Il mio viaggio all’Ast è un autobus senza tempo, che macina chilometri e vite di provincia.
Il mio viaggio all’Ast è una bussola che si apre e si chiude ai vecchietti, agli studenti, alle signore d’ogni dove e ai signori d’ogni ceto, trasportati in lungo e largo per strade polverose di contrade e di città.
Il mio viaggio all’Ast è un autista che ogni giorno fa le sue ore di fatica, per portare a casa un pezzo di pane.
Il mio viaggio all’Ast è un operaio dell’officina, che aggiusta pezzi, cambia componenti, appronta soluzioni, rimette in sesto gomme e ferraia… e si riparte.
Il mio viaggio all’Ast è un palazzo a vetri di otto piani, che pulsano di vita e di fatica, competenza ed insipienza, riverenza e noncuranza, fino ad arrivare lassù, dove i muri trasudano politica e le poltrone bruciano di responsabilità.
Il mio viaggio all’Ast è il saluto mattutino dei portieri a pianterreno, il buon caffè annacquato della mia segretaria, la faccia tirata di un direttore, i fogli in mano di un funzionario, il tavolo ovale del consiglio d’amministrazione, le scrivanie laboriose dei piani bassi, alti e medi.

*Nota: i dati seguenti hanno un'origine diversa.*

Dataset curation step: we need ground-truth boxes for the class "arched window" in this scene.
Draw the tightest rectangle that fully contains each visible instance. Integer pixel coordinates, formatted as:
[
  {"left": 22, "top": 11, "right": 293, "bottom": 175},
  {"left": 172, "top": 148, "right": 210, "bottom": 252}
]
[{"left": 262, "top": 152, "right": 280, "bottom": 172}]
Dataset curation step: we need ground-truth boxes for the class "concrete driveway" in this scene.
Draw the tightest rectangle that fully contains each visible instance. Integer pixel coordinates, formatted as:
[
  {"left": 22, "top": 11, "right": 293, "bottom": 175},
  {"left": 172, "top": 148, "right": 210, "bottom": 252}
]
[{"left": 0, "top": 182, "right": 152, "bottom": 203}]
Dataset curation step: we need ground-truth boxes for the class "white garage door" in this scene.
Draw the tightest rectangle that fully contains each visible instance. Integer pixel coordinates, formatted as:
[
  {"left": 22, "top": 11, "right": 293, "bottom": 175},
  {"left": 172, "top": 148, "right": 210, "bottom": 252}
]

Il mio viaggio all’Ast è un sindacalista che lotta, si dimena, difende un diritto con le unghie, propugna le sue idee con i denti.
Il mio viaggio all’Ast è un luccichio agli occhi, che sempre colgo in quel postulare u posticeddu pi me’ figghiu; ed il cuore mi si stringe nel vederli come prostrarsi al cospetto di un uomo qualunque, che per loro è un gigante.
Il mio viaggio all’Ast è la scelta continua tra ciò che è giusto e ciò che è conveniente, tra il coraggio e la paura, tra una porta sempre aperta e il vociare dei corridoi, tra un favore e un secco no.
Il mio viaggio non è tutto rose e fiori e c’è poco di poetico in quel frullatore di problemi ed emergenze ed esigenze e di vertenze che la quotidianità produce in quantità. Del resto, non c’è viaggio che non conosca insidie o disavventure, ma ciò che interessa al viaggiatore non è tanto il cammino quanto l’approdo. E il mio viaggio all’Ast ha l’approdo sicuro di una nave da far rientrare in porto, di un autobus da portare in rimessa; ogni giorno, ogni santo giorno.
Nello Musumeci le definisce spine nel fianco, l’irruenza populista da tempo ci va giù più pesante chiamandole “carrozzoni, mangiasoldi, le inutili partecipate, la vergogna del Paese”.
Io la chiamo Ast, ne sono il vicepresidente e sui suoi autobus corre la vita di tanti siciliani, scorre il sangue e pulsa il cuore di tanta vera Sicilia.